U.S. new-home sales fell sharply in July, providing fresh evidence that a shortage of housing inventory is depleting activity across all segments of the market.
Purchases of newly built single-family homes, a narrow slice of all U.S. home sales, decreased 9.4% to a seasonally adjusted annual rate of 571,000 in July, the Commerce Department said Wednesday.
"It has been surprising the extent to which new home sales have not picked up more," said Aaron Terrazas, a senior economist at Zillow. "It does seem to reflect a bit of a market breakdown."
Part of the problem, Mr. Terrazas said, is that high land and construction costs are making it difficult to build homes at lower price points, limiting the pool of buyers.
Overall, the housing market has settled into a pattern of rising prices and flattening sales throughout much of the peak homebuying season. A lack of new-home construction is dampening both new and existing home sales activity, despite a strong economy.
A typical new home spent just 2.9 months on the market in July, down from 3.6 months a year ago, suggesting demand remains strong and buyers are snapping up homes nearly as soon as they are finished.
Monthly new-home sales figures tend to be tumultuous, and so far this year the market for new homes has been gradually trending upward. Sales have risen 9.2% so far this year compared with the same period a year earlier.

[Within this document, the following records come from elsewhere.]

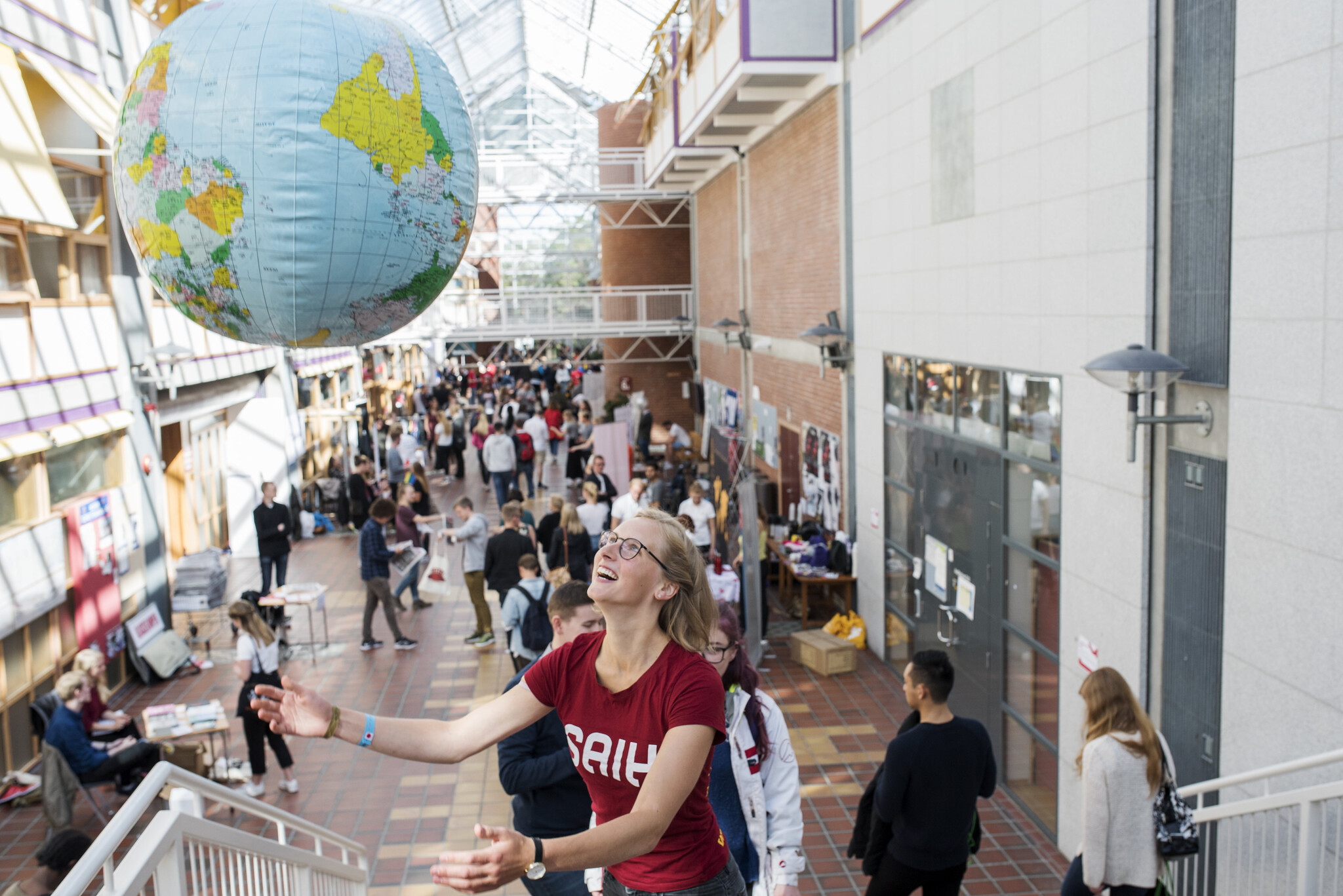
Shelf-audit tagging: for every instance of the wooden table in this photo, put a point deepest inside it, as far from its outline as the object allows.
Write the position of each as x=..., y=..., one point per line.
x=788, y=575
x=220, y=727
x=306, y=594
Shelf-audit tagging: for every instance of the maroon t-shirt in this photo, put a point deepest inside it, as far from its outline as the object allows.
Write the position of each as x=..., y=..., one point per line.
x=614, y=739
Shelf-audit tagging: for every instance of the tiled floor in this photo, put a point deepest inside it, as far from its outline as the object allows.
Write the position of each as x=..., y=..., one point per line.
x=407, y=811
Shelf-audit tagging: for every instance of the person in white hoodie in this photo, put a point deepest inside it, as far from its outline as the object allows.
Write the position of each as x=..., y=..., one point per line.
x=1121, y=766
x=753, y=785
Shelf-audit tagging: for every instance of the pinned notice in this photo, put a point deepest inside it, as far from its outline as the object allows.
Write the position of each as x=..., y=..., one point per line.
x=1088, y=655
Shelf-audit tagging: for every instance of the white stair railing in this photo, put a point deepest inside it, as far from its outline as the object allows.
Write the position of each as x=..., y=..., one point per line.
x=183, y=853
x=1279, y=844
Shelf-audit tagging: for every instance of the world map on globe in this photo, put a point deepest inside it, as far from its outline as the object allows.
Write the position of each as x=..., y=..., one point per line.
x=296, y=172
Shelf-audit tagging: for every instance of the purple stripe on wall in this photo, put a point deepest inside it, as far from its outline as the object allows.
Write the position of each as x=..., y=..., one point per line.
x=70, y=416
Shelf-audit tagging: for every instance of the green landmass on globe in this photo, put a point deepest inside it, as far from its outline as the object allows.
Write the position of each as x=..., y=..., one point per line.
x=372, y=238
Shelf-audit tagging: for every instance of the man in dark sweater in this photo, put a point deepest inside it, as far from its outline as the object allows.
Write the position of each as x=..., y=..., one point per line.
x=550, y=798
x=504, y=550
x=271, y=522
x=930, y=782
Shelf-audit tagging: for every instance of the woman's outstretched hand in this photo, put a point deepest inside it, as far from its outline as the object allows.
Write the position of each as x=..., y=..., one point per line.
x=293, y=711
x=481, y=870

"We're still on track for a pretty healthy increase in new home sales this year," said Lee Stafford, managing director of economics and research at Ally Financial Inc.
New-home construction has been dropping, with a significant slowdown in apartment building and gradual growth in new single-family home construction. U.S. housing starts declined for the fourth time in five months in July, the Commerce Department reported last week. Total housing starts decreased 4.8% from the previous month to a seasonally adjusted annual rate of 1.155 million.
But low inventory doesn't appear to be the only reason sales were weak last month. At the current sales pace, there was a 5.8-month supply of new homes on the market at the end of July, the highest level since 2015 although still below normal levels.
Recent surveys of consumer sentiment indicate that buyers also perceive the market as frothy. Home prices have risen sharply over the last couple of years, including in the new-home segment. The median sale price for a new home sold in July was $313,700, up 6.3% from a year earlier.
Builders remain largely optimistic about the market, saying they still see significant pent-up demand from millennials and other buyers who have been waiting on the sidelines until recently. Traffic from buyers visiting new-home communities remains strong, which suggests sales are poised to pick up in the months ahead.
Executives at Toll Brothers Inc., whose average-priced home is around $800,000, said on an earnings call Tuesday they are seeing increasing demand from first-time buyers even at high price points, because many have waited until later in life.
"The leading edge of the millennials are becoming of age to buy homes, and they are buying in their mid-30s, which means they're more affluent. And so I'm not surprised. I'm actually surprised at how slow the recovery has been. And that's why, I think, we have a lot of runway out in front of us," said Douglas Yearley, chief executive of Toll Brothers.
The National Association of Realtors reports sales of existing homes, which represent the bulk of the U.S. housing market, Thursday. Existing home sales fell 1.8% in June from the previous month to a seasonally adjusted annual rate of 5.52 million.